When monitoring cannot be performed in-line, automated sampling is a key enabling technology for PAT. Modular automated sampling technology, or MAST, systems can take a sample from the process while maintaining its sterility and deliver the sample to a variety of analytical instruments for real-time analysis, without the need for human intervention. MAST systems promise to increase the availability of process data while reducing the manual burden for sample acquisition and processing.
Further, our offering in the digital space—namely, our bioprocess monitoring software, Bio4C ProcessPad—allows our customers to integrate all data from multiple sources, including their enterprise resource planning system, manufacturing execution system, laboratory information management system, and process equipment for effective process characterization, process improvement, and continuous process verification, among other purposes.
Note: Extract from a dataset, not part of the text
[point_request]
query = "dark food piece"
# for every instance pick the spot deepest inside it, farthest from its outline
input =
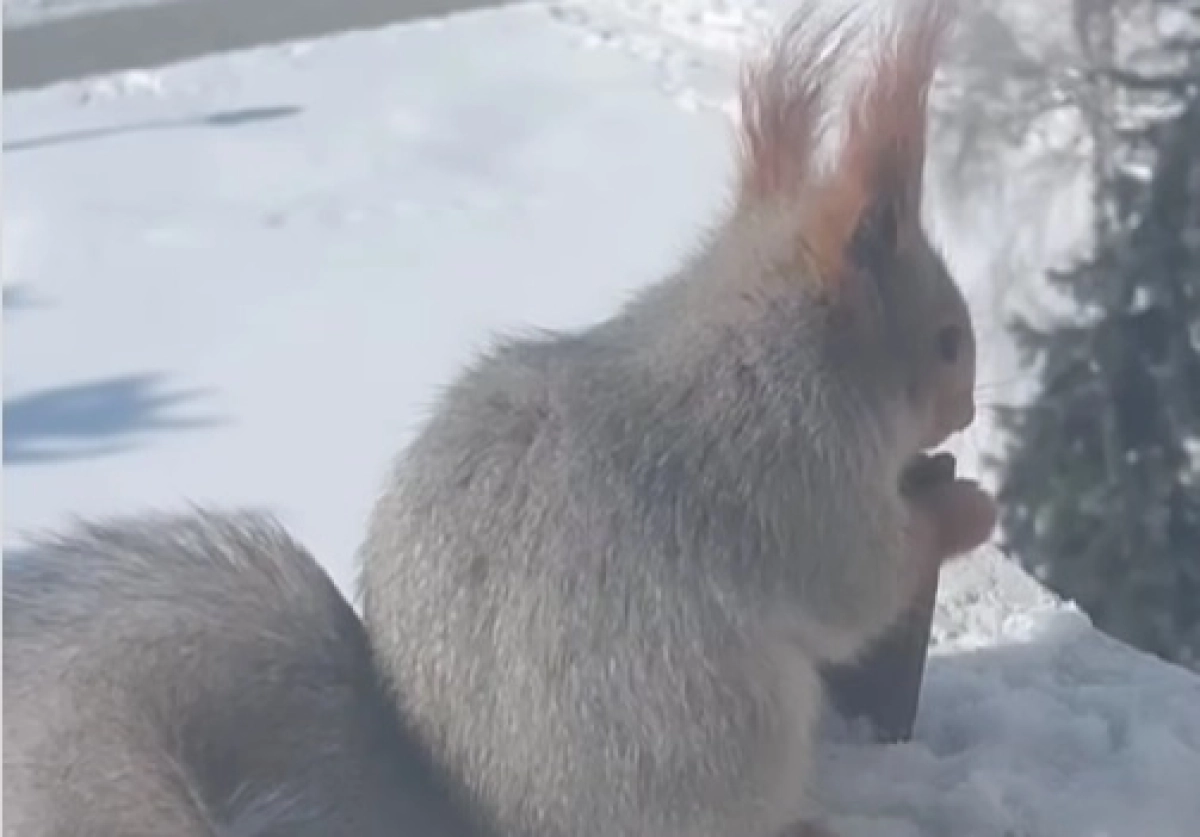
(927, 471)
Kopec: This journey should not be one-sided. It is important to collaborate with technology suppliers who are well invested in the success of the technology. Look for those companies who are in it for the long term, have experience, and offer process consultation services and qualification support; who provide preconfigured, smart systems with off-the-shelf system control solutions that are ready to use and capable of providing seamless integration into flexible, low-footprint facilities, and that support rapid switch-over from product to product, allowing low maintenance requirements; and who can help you implement the journey toward digitalization.
Early in the process, the target technologies should be closely evaluated to ensure that they are meeting needed performance specifications; specifically, this applies to sensors, control systems, bioprocessing management software and data analytics, and risk mitigation approaches such as control fail-safes and sensor plausibility checks.